Affiliation: College of Arts and Sciences, Department of Sociology
Non-cognitive resources (NCRs) may play a critical role in the development of socioeconomic disparities in health. However, little is known about the mechanisms through which NCRs influence health, and how these associations vary by socioeconomic status. This dissertation investigates how NCRs are formed in adolescence and young adulthood, and how NCRs relate to life course socioeconomic status, health behaviors, and physical health. Chapter two investigates the role of early life factors in shaping NCRS over the life course by examining differences in NCR ability by adolescent socioeconomic status, school-level contextual factors, and family relationship quality. Chapter three examines how NCR change is associated with health behaviors in young adulthood, including an exploration of the moderating effects of socioeconomic status (SES). Finally, chapter four investigates how NCR change is associated with physiological functioning in young adulthood, including an examination of how this association varies by SES, and whether variations in health behaviors account for some of the disparities in physical health by NCR change.

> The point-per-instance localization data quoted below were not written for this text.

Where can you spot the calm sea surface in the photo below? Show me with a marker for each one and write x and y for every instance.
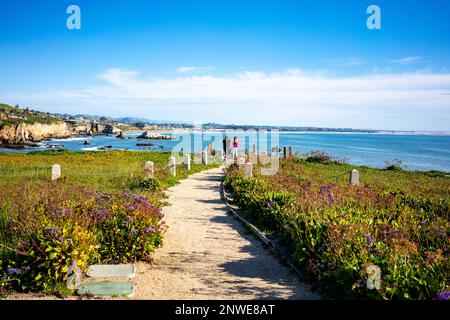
(417, 152)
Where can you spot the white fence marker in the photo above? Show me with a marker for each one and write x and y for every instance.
(56, 171)
(172, 166)
(249, 170)
(187, 161)
(354, 177)
(205, 158)
(149, 169)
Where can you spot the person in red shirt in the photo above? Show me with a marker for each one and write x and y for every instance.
(235, 148)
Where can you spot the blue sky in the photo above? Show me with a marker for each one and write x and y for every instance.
(305, 63)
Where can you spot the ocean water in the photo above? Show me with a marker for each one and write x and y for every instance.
(416, 152)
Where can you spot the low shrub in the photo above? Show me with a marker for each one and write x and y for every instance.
(336, 231)
(320, 157)
(152, 184)
(55, 225)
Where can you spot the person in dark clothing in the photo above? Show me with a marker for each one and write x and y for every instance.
(226, 147)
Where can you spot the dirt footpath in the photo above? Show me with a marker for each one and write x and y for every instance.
(207, 254)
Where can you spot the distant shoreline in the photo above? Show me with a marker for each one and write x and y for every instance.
(381, 132)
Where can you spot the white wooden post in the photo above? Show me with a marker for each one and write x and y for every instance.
(249, 170)
(172, 166)
(56, 171)
(187, 161)
(148, 168)
(354, 177)
(263, 158)
(205, 158)
(253, 158)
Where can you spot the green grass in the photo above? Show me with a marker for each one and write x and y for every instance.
(397, 220)
(110, 171)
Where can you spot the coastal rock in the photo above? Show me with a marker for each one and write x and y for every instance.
(93, 128)
(154, 136)
(24, 133)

The findings from chapter two reveal that NCRs are malleable during the transition to adulthood, and that the extent of this malleability is strongest for planfulness and active problem solving ability. The findings from chapter two also demonstrate that life course SES is associated with the development of NCRs. Chapters three and four show that increasing planfulness is associated with a decreased likelihood of engaging in two or more health risk behaviors, and with a decreased likelihood of elevated CRP. The findings also demonstrate that the protective association of planfulness is weaker among low-SES individuals, showing support for the disabling hypothesis. Increasing attractive personality during the transition to adulthood is associated with a decreased likelihood of metabolic syndrome. The protective association of attractive personality is stronger for low-SES individuals, showing support for the resource substitution hypothesis. The findings suggest that NCRs may be important resources to intervene on to enhance health in later life. However, improving NCRs without addressing structural circumstances that make it harder to enact health-related goals may not diminish existing SES health disparities.